A novel de novo TBX5 mutation in a patient with Holt-Oram syndrome leading to a dramatically reduced biological function

Abstract

Background: The Holt-Oram syndrome (HOS) is an autosomal dominant disorder affecting 1/100.000 live births. It is defined by upper limb anomalies and congenital heart defects with variable severity. We describe a dramatic phenotype of a male, 15-month-old patient being investigated for strict diagnostic criteria of HOS.

Methods and results: Genetic analysis revealed a so far unpublished TBX5 mutation, which occurs de novo in the patient with healthy parents. TBX5 belongs to the large family of T-box transcription factors playing major roles in morphogenesis and cell-type specification. The mutation located in the DNA-binding domain at position 920 (C→A) leads to an amino acid change at position 85 (proline → threonine). Three-dimensional analysis of the protein structure predicted a cis to trans change in the respective peptide bond, thereby probably provoking major conformational and functional alterations of the protein. The p.Pro85Thr mutation showed a dramatically reduced activation (97%) of the NPPA promoter in luciferase assays and failed to induce NPPA expression in HEK 293 cells compared to wild-type TBX5 protein. The mutation did not interfere with the nuclear localization of the protein.

Conclusion: These results suggest that the dramatic functional alteration of the p.Pro85Thr mutation leads to the distinctive phenotype of the patient.
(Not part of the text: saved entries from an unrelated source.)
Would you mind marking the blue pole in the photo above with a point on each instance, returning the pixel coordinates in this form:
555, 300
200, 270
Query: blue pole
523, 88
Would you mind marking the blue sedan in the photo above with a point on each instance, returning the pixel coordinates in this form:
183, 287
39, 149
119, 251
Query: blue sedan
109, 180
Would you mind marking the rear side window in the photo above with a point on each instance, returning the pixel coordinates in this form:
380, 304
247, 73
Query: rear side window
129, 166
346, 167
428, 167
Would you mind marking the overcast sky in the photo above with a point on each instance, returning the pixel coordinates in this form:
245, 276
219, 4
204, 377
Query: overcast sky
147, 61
Keywords: Congenital heart disease; Holt–Oram syndrome; TBX5; de novo mutation; heart‐hand syndrome; loss‐of function; transcription factor.

Figure 1

Upper limb anomalies and cardiac defects of the patient. (A) Photographs of the body and upper limbs showing the deformation of the upper arms and thumbs on both hands. (B) X‐rays of both upper limbs. (C) X‐ray of the body. (D) Echocardiogram showing the two VSDs (marked by *).

Figure 2

Identification of the p.Pro85Thr mutation in the TBX5 gene. Chromatograms of exon 4 showing the sequences of the unaffected parents and the c.920_C>A mutation of the HOS patient. For the parents, the forward sequences are shown.

Figure 3

Location and conservation of the p.Pro85Thr mutation. (A) Schematic view of the interaction between TBX5 and DNA. The location of p.Pro85 and the cis‐peptide bond is indicated. (B) Vicinity of Phe84‐Pro85 and the TBX5 C‐terminus involved in DNA binding. (C) Alignment of human TBX5 protein sequence with TBX5 proteins of multiple species. (D) Alignment of human TBX5 protein with other members of the T‐box gene family. Numbers refer to amino acid positions of the human TBX5 sequence.

Figure 4

Functional analysis of the p.Pro85Thr mutant. (A) Activation of NPPA promoter‐driven luciferase activity in HEK 293 cells. Results are presented as the mean ± SE of four independent experiments. *P < 0.05, ***P < 0.001. (B) Induction of NPPA gene expression (NM_006172.3) in HEK 293 cells after transfection with wild‐type or mutant TBX5 sequences. 1: untransfected, 2: wild‐type TBX5, 3: p.Pro85Thr TBX5, 4: aq.bidest. (C) qRT‐PCR analysis of TBX5 (NM_000192.3) and NPPA expression in HEK293 cells. Fold gene expression was determined after normalization to an internal control (β‐ACTIN, NM_001101.3).

Figure 5

Nuclear localization of wild‐type (A) and mutant (B) TBX5 protein. Distribution of wild‐type and mutant TBX5 was analyzed by immunohistochemical staining using an anti‐flag antibody. Merged images show a combined staining of nuclei (blue), cytoplasm (red) and TBX5 (green). White arrows indicate cytoplasmic areas around the nuclei of TBX5 expressing cells. Scale bars represent 20 μ m.